Aus meiner Sicht verschiebt sich der Fokus klar von freiwilligen Best Practices hin zu verbindlichen Anforderungen. IT-Sicherheit, Resilienz und Datenverfügbarkeit sind nicht mehr nur technische Themen, sondern werden regulatorisch eingefordert. Vorgaben wie NIS2, DORA oder neue Anforderungen an Produkt- und Software-Sicherheit sorgen dafür, dass IT-Infrastruktur zunehmend als kritische Unternehmensgrundlage betrachtet wird. Gleichzeitig wird der Umgang mit Daten, Cloud-Abhängigkeiten und digitalen Identitäten stärker reguliert. Insgesamt entsteht ein deutlich höherer formaler Anspruch an Stabilität, Nachvollziehbarkeit und Verantwortung im IT-Betrieb.
Inwieweit wirken sich diese Veränderungen auf die strategische Ausrichtung von IT-Dienstleistern aus?
Diese Entwicklungen zwingen IT-Dienstleister dazu, ihre Rolle neu zu definieren. Es reicht nicht mehr, Infrastruktur zu betreiben, sondern es wird erwartet, regulatorische Anforderungen aktiv zu erfüllen und nachweisbar umzusetzen. Strategisch bedeutet das: mehr Fokus auf Security-, Compliance- und Governance-Themen, klar dokumentierte Prozesse und belastbare Betriebsmodelle.

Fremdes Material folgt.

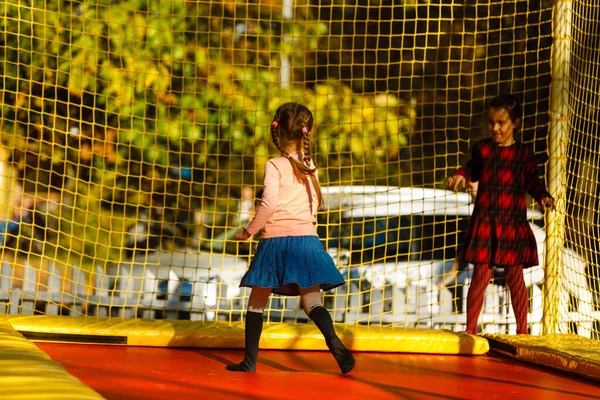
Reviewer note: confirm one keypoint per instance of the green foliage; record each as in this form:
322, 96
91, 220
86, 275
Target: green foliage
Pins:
103, 100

Gleichzeitig steigt die Bedeutung von Spezialisierung, etwa auf regulierte Branchen oder besonders kritische Infrastrukturen. IT-Dienstleister werden stärker zu langfristigen Partnern mit Mitverantwortung statt zu reinen Techniklieferanten.
Was sind die größten Herausforderungen bei der Umsetzung neuer Compliance-Anforderungen?

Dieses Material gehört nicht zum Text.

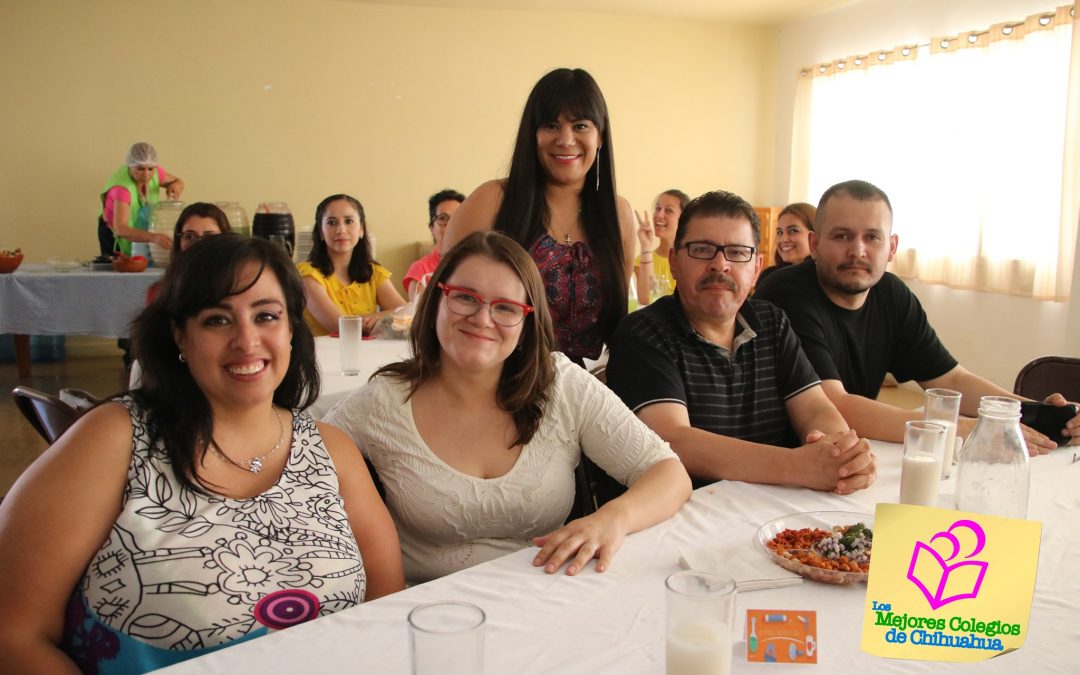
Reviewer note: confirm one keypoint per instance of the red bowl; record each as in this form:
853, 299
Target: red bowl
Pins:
130, 265
10, 264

Die größte Herausforderung ist weniger die Technik als die Struktur dahinter. Viele Unternehmen wissen zunächst nicht genau, ob und in welchem Umfang sie betroffen sind. Hinzu kommt, dass Anforderungen nicht nur umgesetzt, sondern auch belegt werden müssen – mit Prozessen, Dokumentation und klaren Zuständigkeiten. Bestehende IT-Landschaften sind oft historisch gewachsen und nicht auf Transparenz oder Prüfbarkeit ausgelegt. Zusätzlich binden diese Themen Zeit und Ressourcen, die im operativen Alltag häufig ohnehin knapp sind.
Wie reagieren Unternehmen auf die zunehmenden regulatorischen Anforderungen?

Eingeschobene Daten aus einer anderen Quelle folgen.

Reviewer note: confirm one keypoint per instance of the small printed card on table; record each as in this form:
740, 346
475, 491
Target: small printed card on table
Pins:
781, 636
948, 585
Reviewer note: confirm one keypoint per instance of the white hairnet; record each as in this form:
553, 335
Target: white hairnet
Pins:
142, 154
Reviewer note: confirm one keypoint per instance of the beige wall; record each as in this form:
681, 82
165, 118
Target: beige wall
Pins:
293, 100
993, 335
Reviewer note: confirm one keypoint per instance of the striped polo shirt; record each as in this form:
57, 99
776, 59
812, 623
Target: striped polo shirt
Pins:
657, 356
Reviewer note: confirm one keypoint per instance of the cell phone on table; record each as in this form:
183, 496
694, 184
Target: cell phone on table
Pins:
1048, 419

Unternehmen beginnen, IT-Compliance strategischer anzugehen. Statt einzelner Maßnahmen entstehen übergreifende Programme mit klaren Verantwortlichkeiten und definierten Standards. Sicherheits- und Incident-Prozesse werden professionalisiert, Notfall- und Wiederanlaufkonzepte stärker getestet. Gleichzeitig achten viele Organisationen bewusster auf ihre Dienstleister, Vertragsmodelle und Abhängigkeiten, insbesondere im Cloud-Umfeld. IT wird damit stärker als Governance-Thema verstanden und rückt näher an die Unternehmensführung heran.
Welche gesellschaftlichen oder regulatorischen Trends sehen Sie für die Zukunft der IT-Infrastruktur?
Ich sehe einen klaren Trend hin zu mehr Resilienz und Verantwortung entlang der gesamten IT-Wertschöpfungskette. Gesellschaftlich wächst die Erwartung, dass digitale Systeme jederzeit verfügbar, sicher und vertrauenswürdig sind. Regulatorisch wird diese Erwartung zunehmend in konkrete Pflichten übersetzt, nicht nur für Betreiber, sondern auch für Hersteller und Dienstleister. Themen wie digitale Identitäten, Datenportabilität, Cloud-Unabhängigkeit und der kontrollierte Einsatz von KI werden die IT-Infrastruktur in den kommenden Jahren maßgeblich prägen.